A team of scientists from Carnegie Mellon University have achieved a breakthrough in bioprinting, taking us a step closer to printing functional organs. The research consisted of using an advanced version of FluidForm’s Freeform Reversible Embedding of Suspended Hydrogels (FRESH) technology to rebuild components of the human heart.
Recently published in the journal Science, the Carnegie-led research project showcased the ability to 3D print collagen with “unprecedented complexity” to construct various parts of the human heart, including small blood vessels, valves and beating ventricles. The breakthrough was made possible using FRESH technology, a patented bioprinting process licensed to FluidForm.

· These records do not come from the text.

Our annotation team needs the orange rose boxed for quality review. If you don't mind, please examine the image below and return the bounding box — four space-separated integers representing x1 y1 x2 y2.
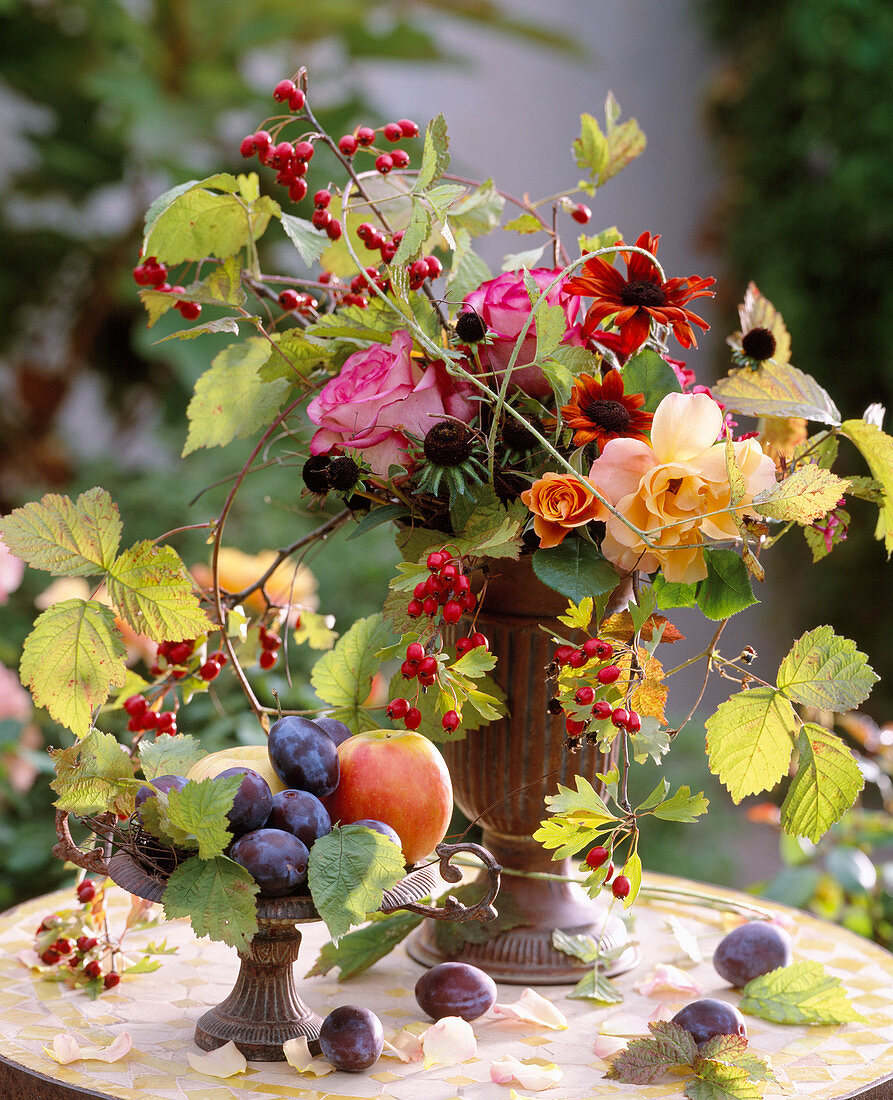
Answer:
521 473 608 549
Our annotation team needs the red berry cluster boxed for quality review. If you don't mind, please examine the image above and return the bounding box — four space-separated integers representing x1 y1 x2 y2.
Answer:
257 626 283 669
34 879 121 989
406 550 477 623
586 845 630 900
133 256 201 321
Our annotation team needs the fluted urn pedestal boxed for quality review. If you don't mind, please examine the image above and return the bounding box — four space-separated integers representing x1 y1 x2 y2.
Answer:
408 560 636 985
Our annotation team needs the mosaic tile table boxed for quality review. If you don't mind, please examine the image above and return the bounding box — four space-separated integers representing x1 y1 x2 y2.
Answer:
0 875 893 1100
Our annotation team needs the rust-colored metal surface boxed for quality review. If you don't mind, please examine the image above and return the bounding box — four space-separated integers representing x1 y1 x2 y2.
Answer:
409 560 636 985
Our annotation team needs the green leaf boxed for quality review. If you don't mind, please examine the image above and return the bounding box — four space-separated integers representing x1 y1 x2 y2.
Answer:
710 360 840 426
532 538 620 603
0 487 121 576
49 729 139 815
622 348 682 413
651 787 709 822
19 600 126 737
307 825 406 939
162 856 257 952
781 723 864 844
140 734 207 779
412 114 450 194
840 420 893 557
310 613 392 710
183 337 289 457
753 464 849 524
605 1020 697 1085
738 960 866 1025
107 539 208 641
778 626 880 711
143 183 279 266
306 913 423 981
706 688 797 803
167 776 242 859
697 550 759 622
280 213 330 267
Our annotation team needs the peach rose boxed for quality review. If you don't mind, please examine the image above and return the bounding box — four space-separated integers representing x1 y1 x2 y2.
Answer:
521 473 608 550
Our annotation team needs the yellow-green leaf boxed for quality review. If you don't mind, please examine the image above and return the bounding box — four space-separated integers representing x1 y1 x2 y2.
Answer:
840 420 893 556
107 539 208 641
706 688 797 802
753 464 849 524
778 626 879 711
183 337 290 455
0 487 121 576
20 600 126 737
781 723 864 844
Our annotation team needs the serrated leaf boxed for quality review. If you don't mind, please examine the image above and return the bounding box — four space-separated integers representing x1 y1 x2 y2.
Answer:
310 614 390 710
781 723 864 844
49 729 137 815
167 776 242 859
307 825 406 939
106 539 208 641
412 114 450 193
778 626 880 711
19 600 126 737
306 913 423 981
0 487 121 576
696 550 759 622
738 959 864 1025
532 539 620 603
651 787 709 822
140 734 207 779
162 856 257 953
605 1021 697 1085
752 464 849 524
710 360 840 427
840 420 893 557
621 348 682 413
280 213 330 267
183 337 290 457
705 688 797 803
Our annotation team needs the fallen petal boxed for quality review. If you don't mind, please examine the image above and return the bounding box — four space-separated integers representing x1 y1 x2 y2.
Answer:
632 963 704 997
186 1043 249 1077
421 1016 477 1069
283 1035 334 1077
44 1032 133 1066
490 989 567 1031
489 1055 563 1092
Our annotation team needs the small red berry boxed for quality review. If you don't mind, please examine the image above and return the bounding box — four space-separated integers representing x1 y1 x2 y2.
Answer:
586 845 610 871
610 875 630 898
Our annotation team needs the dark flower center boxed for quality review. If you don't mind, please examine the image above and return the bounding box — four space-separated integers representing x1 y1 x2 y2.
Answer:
741 329 775 362
581 398 631 431
620 281 666 309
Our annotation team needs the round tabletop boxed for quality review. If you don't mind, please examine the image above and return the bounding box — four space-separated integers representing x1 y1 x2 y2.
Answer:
0 875 893 1100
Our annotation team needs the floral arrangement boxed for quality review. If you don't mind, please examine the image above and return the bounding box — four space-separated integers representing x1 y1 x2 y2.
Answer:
0 70 893 1020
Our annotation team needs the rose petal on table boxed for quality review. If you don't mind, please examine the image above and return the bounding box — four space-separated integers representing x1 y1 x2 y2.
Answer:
632 963 704 997
489 1055 563 1092
382 1030 422 1062
186 1043 249 1077
283 1035 334 1077
44 1032 133 1066
490 988 569 1031
421 1016 477 1069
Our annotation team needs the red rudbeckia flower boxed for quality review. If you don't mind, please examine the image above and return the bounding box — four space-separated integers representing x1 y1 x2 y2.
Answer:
564 232 716 355
561 371 653 451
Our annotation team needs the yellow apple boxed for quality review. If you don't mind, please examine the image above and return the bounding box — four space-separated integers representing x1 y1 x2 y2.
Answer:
186 745 286 794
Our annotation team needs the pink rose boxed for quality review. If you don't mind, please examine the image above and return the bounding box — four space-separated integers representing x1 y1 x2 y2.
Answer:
307 330 474 477
463 267 580 398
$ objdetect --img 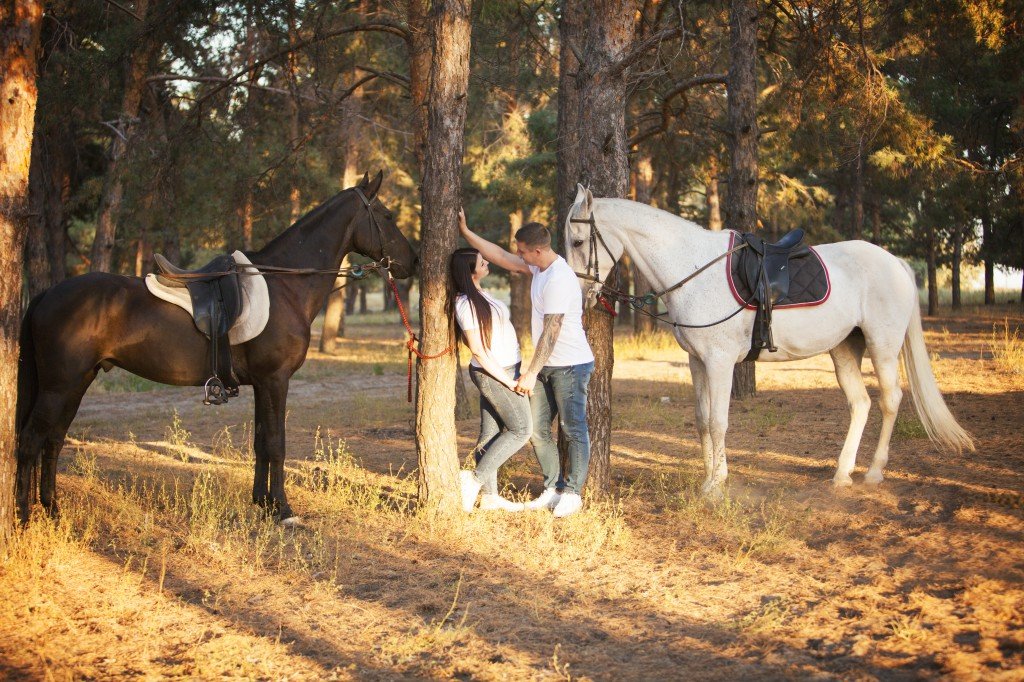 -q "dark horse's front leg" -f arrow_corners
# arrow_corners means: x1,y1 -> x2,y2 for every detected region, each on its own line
253,376 -> 294,520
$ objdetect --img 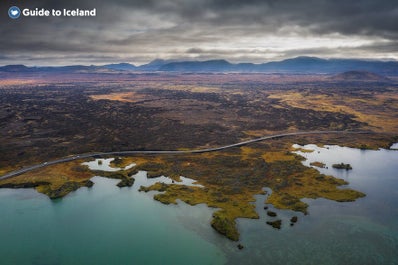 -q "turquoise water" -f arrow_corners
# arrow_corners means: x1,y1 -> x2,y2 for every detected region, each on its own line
228,146 -> 398,265
0,172 -> 225,265
0,146 -> 398,265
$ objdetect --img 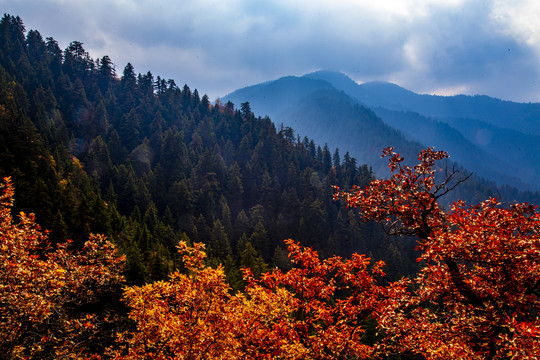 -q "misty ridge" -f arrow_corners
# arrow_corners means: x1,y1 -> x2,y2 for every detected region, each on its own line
222,71 -> 540,191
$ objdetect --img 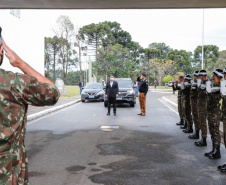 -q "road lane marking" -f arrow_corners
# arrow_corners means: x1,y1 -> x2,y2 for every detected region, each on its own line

FluidForm was first formed out of a research project at Carnegie Mellon’s Regenerative Biomaterials and Therapeutics Group to bring to market and commercialize the innovative FRESH bioprinting technique. The platform uses a needle-deposition system to print bioinks and other soft materials. The process is unique for using the “power of non-newtonian gels to allow movement through a material like it’s a liquid, while supporting deposited material like it’s a solid.”

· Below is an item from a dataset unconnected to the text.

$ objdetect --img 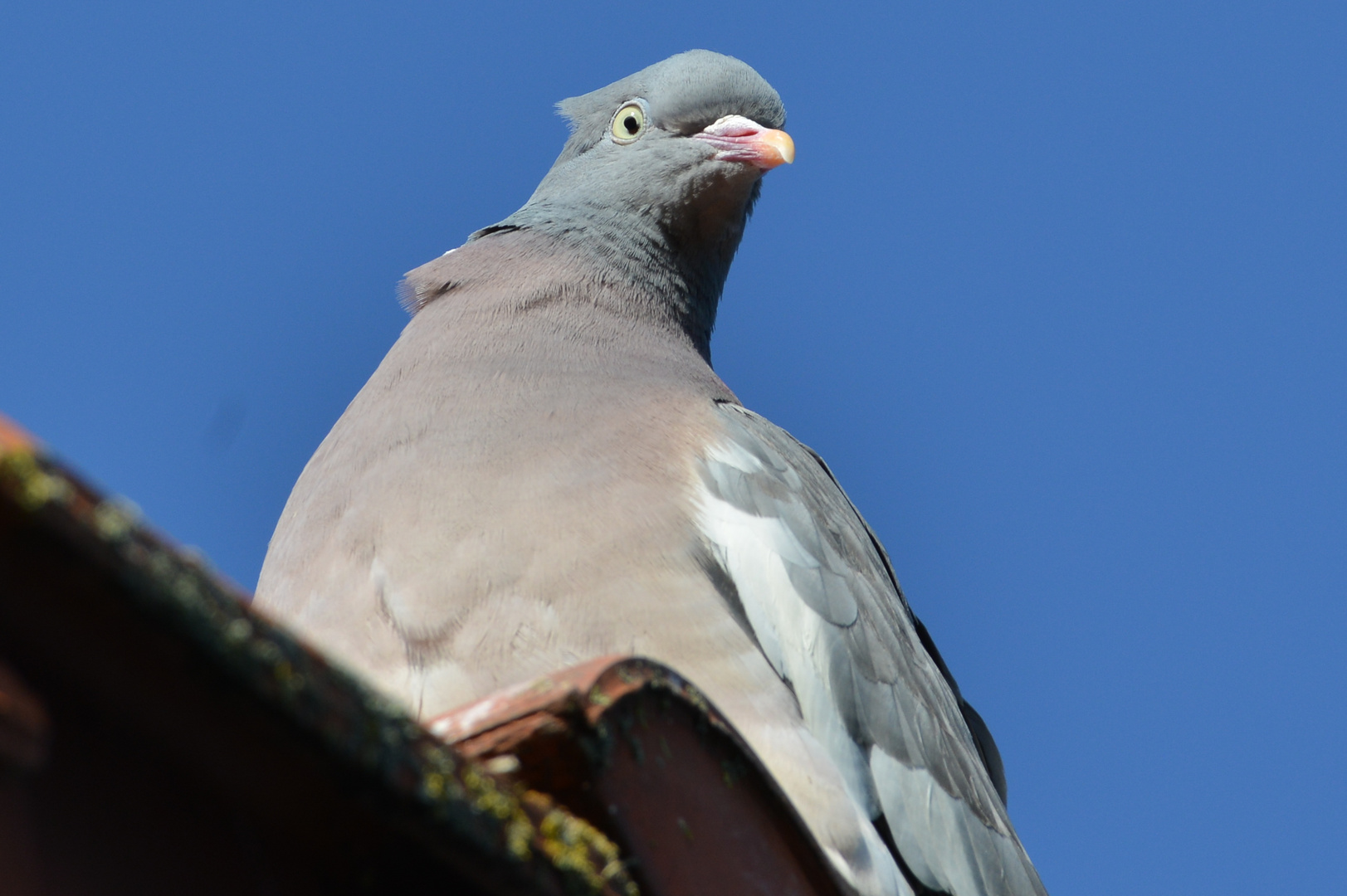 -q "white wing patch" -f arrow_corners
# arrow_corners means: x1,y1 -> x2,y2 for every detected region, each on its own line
694,406 -> 1047,896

In other words, the FRESH process uses an embedded printing method that uses a temporary support gel to print complexly structured scaffolds from biomaterials such as collagen. The approach makes it possible to print soft materials into defined, bio-inspired structures without the risk of sag or gravity-induced deformation.
“We now have the ability to build constructs that recapitulate key structural, mechanical, and biological properties of native tissues,” commented Professor Adam Feinberg, CTO and co-founder of FluidForm, and Principal Investigator of the Regenerative Biomaterials and Therapeutics Group at Carnegie Mellon. “There are still many challenges to overcome to get us to bioengineered 3D organs, but this research represents a major step forward.”
In the recent breakthrough, the Carnegie Mellon research team—led by FluidForm’s other two co-founders, Andrew Lee and Andrew Hudson—bioprinted hearts based on human MRI data. The patient-specific anatomical data was reproduced using the FRESH platform, which enabled the team to assess the viability of the process.
The research team found that the bioprinted heart’s smaller cardiac ventricles (printed with human cardiomyocytes) demonstrated synchronized contractions, directional action potential propagation and wall-thickening up to 14% during peak systole.
The proof-of-concept bioprinted heart did also highlight some challenges that remain. For instance, there is still work to be done to enable the generation of billions of cells needed to bioprint larger tissues. Other notable hurdles to the bioprinting process are achieving manufacturing scale and establishing regulatory clinical guidelines.
Still, the research team is understandably very excited about its recent bioprinting breakthrough, as it showcases the potential of the FRESH process to print collagen and other soft biomaterials into advanced scaffolds.
“FluidForm is extraordinarily proud of the research done in the Feinberg lab” said Mike Graffeo, CEO of FluidForm. “The FRESH technique developed at Carnegie Mellon University enables bioprinting researchers to achieve unprecedented structure, resolution, and fidelity, which will enable a quantum leap forward in the field. We are very excited to be making this technology available to researchers everywhere.”
FluidForm is beginning the commercialization of its FRESH platform through its first official product: LifeSupport bioprinting support gel. The temporary support gel is being marketed to researchers exploring 3D printing using collagen, cells and other biomaterials.